Here is a short "Walk Around" video on my web site

http://rvbprecision.com/

No sure how I got along all these years without it!


----------



## pontiac428 (Dec 9, 2020)

Who made the bolt action receiver marked "Poulsbo, WA" on your home page slide show?


----------



## rbertalotto (Dec 9, 2020)

> Who made the bolt action receiver marked "Poulsbo, WA" on your home page slide show?



Nieska Bay........The fellow that made them was a Boeing Engineer. He sold the company a few years ago and after his non-compete he started another company called "Harrison... " I believe.

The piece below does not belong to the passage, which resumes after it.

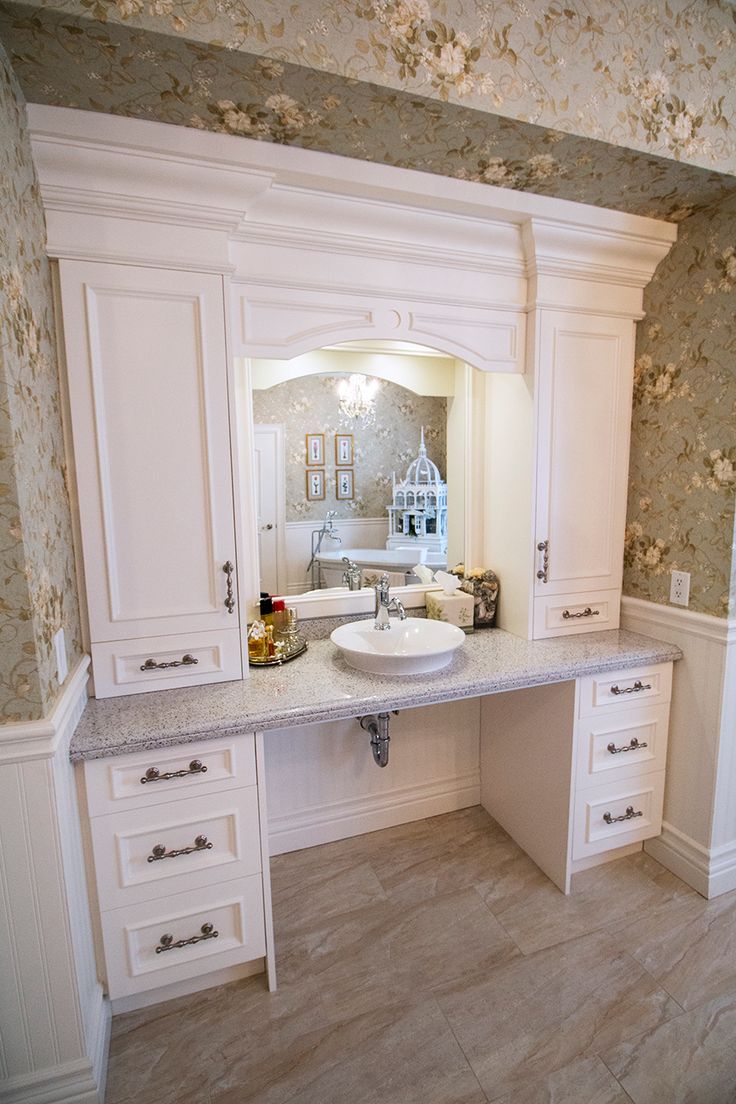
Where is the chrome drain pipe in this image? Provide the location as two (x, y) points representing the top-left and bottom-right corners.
(358, 709), (398, 766)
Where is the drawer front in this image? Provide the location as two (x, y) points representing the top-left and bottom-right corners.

That action is totally cut with EDM......Zero stress to the metal and incredible tolerances. Nothing like it in the world. That rifle in the picture hit 36 chicken eggs in a row at 300 yards with three different shooters! One of the shooters had never shot a rifle like this. And she hit ten in a row!


----------



## pontiac428 (Dec 9, 2020)

Thank you for that!


----------



## GunsOfNavarone (Dec 9, 2020)

I have looked at weldingtables.com and certaflat.com along with others. Welding tables are just so damn expensive. I have a pretty decent setup now, but at some point I'm going to buy a certaflat top and build my own lower. That's the only affordable route for me. Yours came out very nice and you were smart giving it a more varied purpose. When space (and cash) are limited, you have to think outside the box!
Nice work!


----------



## rbertalotto (Dec 9, 2020)

This table and leg set was a great value. Not sure how I would have cut all those holes. Loving it so far!


----------



## GunsOfNavarone (Dec 9, 2020)

No way to do a table top well in house, but this....CertaFlat Top would give a good table top to build off of. Again, this is my cheap @ss way to do it.


----------